The wording in UP Art. 2.9(2) is also almost completely identical to that used in its counterpart provision of the Convention.

The Official Comment on UP Art. 2.9 explains that where the offeree sent his acceptance in a timely fashion but only a delay in its transmission caused its late arrival at the offeror, the offeror must notify the offeree if he does not assent to the contract.[33]

     (b) Failure so to inform offeree: acceptance is effective

           (i) CISG Art. 21(2)

It follows from what was said earlier that if the offeror does not inform the offeree - either orally or by dispatching a relevant notice - that he considers his offer as having lapsed, the acceptance is effective and concludes the contract pursuant to Art. 21(2).[34] In that case, the late acceptance is considered to have arrived in due time, and the contract is concluded as of the moment the acceptance reaches the offeror.[35]

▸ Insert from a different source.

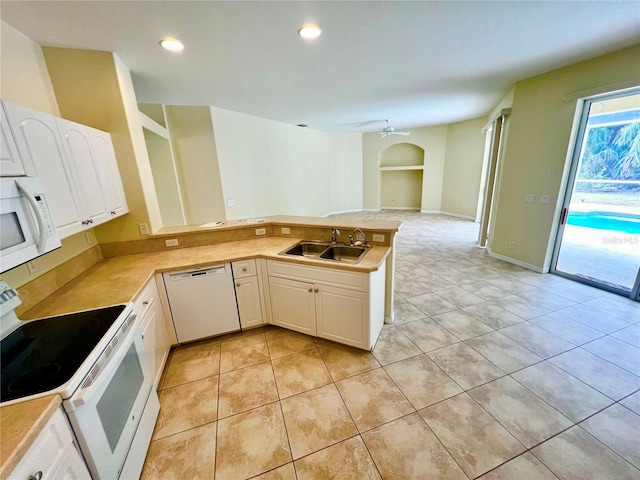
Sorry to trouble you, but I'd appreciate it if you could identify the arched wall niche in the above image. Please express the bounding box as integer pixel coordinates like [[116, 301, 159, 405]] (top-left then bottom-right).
[[379, 142, 424, 210]]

           (ii) UNIDROIT Principles Art. 2.9(2)

It is clear also in UNIDROIT Principles Art. 2.9(2) that where the offeree sent his acceptance in a timely manner but its arrival was late because of transmission delays,[36] the acceptance should be considered effective unless the offeror without delay informs the offeree that it considers its offer as having lapsed or gives notice to that effect.

V. Conclusion

The wording used in the counterpart provisions of the CISG and the UNIDROIT Principles dealing with the effect of a late acceptance is almost completely identical. Furthermore, based on the striking similarity in policy and structure of the approach adopted in the CISG and the UNIDROIT Principles to deal with the issue of late acceptance, it can be concluded that these counterpart provisions are substantively identical.[37]


FOOTNOTES

* Doctorate in Law; Fellow, Pace Law School Institute of International Commercial Law; Lecturer, Faculty of Law, University of Technology, Sydney.

1. I.e., an acceptance that has not reached the offeror in due time; see CISG Art. 18(2).

2. CISG Art. 21is situated among the eleven provisions of the Convention dealing with contract formation; see CISG Part II, Arts. 14 - 24.

3. UP Art. 2.9 is situated in Chapter 2 of the UNIDROIT Principles dealing with the rules of contractual formation; see UP Arts. 2.1 - 2.22.

4. See the Text of the Secretariat Commentary on Art. 19 of the 1978 Draft [draft counterpart of CISG Art. 21], available online at <http://cisgw3.law.pace.edu/cisg/text/secomm/secomm-21.html>: "If the acceptance is late, the offer lapses and no contract is concluded by the arrival of the acceptance." Art. 19 of the 1978 Draft and Art. 21 of the CISG are identical, except for some inconsequential re-wording which does not affect the substance of the provision, see <http://cisgw3.law.pace.edu/cisg/text/matchup/matchup-d-21.html>. The Secretariat Commentary on this article is, therefore, very relevant.

5. CISG Art. 18(2).

6. Honnold J.O., Uniform Law for International Sales, Kluwer Law International, 3rd ed. (1999), 195.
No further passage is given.